Wenn jedoch für die gezielte Applikation des Gels tief in den Zervikalkanal ein spezieller Applikator oder Katheter (also ein Instrument) erforderlich ist, kann die Abrechnung der GOÄ 1050 gerechtfertigt sein. Eine präzise Dokumentation des verwendeten Instruments ist in diesem Fall unerlässlich, um die Abrechnung gegenüber Kostenträgern zu begründen.

Warum darf die GOÄ 1050 nicht gesteigert werden, obwohl der Aufwand manchmal sehr hoch ist?

Die GOÄ 1050 ist im Gebührenverzeichnis als sogenannte „technische Leistung“ klassifiziert.
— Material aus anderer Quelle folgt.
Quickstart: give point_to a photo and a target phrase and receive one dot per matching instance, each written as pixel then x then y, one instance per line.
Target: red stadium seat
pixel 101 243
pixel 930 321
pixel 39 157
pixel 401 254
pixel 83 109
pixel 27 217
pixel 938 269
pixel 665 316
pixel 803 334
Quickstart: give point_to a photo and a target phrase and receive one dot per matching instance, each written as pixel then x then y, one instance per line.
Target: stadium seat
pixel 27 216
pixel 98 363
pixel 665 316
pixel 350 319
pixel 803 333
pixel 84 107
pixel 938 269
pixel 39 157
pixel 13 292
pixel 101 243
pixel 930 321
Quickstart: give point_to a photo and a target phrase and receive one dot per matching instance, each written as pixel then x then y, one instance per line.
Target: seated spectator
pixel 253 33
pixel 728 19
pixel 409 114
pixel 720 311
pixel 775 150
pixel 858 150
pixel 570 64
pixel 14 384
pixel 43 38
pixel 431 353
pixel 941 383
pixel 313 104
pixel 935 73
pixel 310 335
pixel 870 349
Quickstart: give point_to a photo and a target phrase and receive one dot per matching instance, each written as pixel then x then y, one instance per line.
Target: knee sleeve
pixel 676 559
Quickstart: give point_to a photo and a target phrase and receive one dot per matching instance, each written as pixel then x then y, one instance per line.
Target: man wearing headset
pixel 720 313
Im Gegensatz zu persönlichen ärztlichen Leistungen (wie z.B. Beratungen oder komplexe Operationen), bei denen der individuelle Zeitaufwand, die Schwierigkeit oder die Umstände durch eine Steigerung des Faktors abgebildet werden können, hat der Verordnungsgeber für solche technischen Leistungen einen festen Gebührenrahmen vorgesehen. Dieser ist auf den 1,0-fachen Satz festgelegt. Eine Steigerung ist daher rechtlich ausgeschlossen, auch wenn der individuelle Fall kompliziert oder zeitaufwendig war. Die Gebühr deckt den durchschnittlich zu erwartenden Aufwand für die Durchführung ab.

Die Geburt wurde mit GOÄ 1050 eingeleitet. Kann ich für die anschließende Betreuung die GOÄ 1060 (Leitung einer Geburt) abrechnen?
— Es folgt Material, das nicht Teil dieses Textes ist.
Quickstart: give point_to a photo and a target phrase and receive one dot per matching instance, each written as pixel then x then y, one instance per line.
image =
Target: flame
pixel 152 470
Nein, die GOÄ 1050 und die GOÄ 1060 schließen sich gegenseitig aus. Die GOÄ-Logik trennt hier klar zwei Phasen: Die Einleitung der Geburt (GOÄ 1050) und die Leitung der bereits begonnenen Geburt (GOÄ 1060). Sie können nicht für denselben Geburtsvorgang beide Ziffern ansetzen. Die GOÄ 1060 umfasst die gesamte Betreuung während des Geburtsvorgangs bis zum Ende der Nachgeburtsperiode. Die Einleitung ist in diesem Fall als Beginn dieses Prozesses zu sehen. Findet die Einleitung (GOÄ 1050) jedoch an einem Tag statt und die eigentliche, aktive Geburtsleitung (GOÄ 1060) beginnt erst am darauffolgenden Tag, ist nach gängiger Kommentarlage die Abrechnung beider Ziffern möglich, da es sich um separate Leistungstage handelt.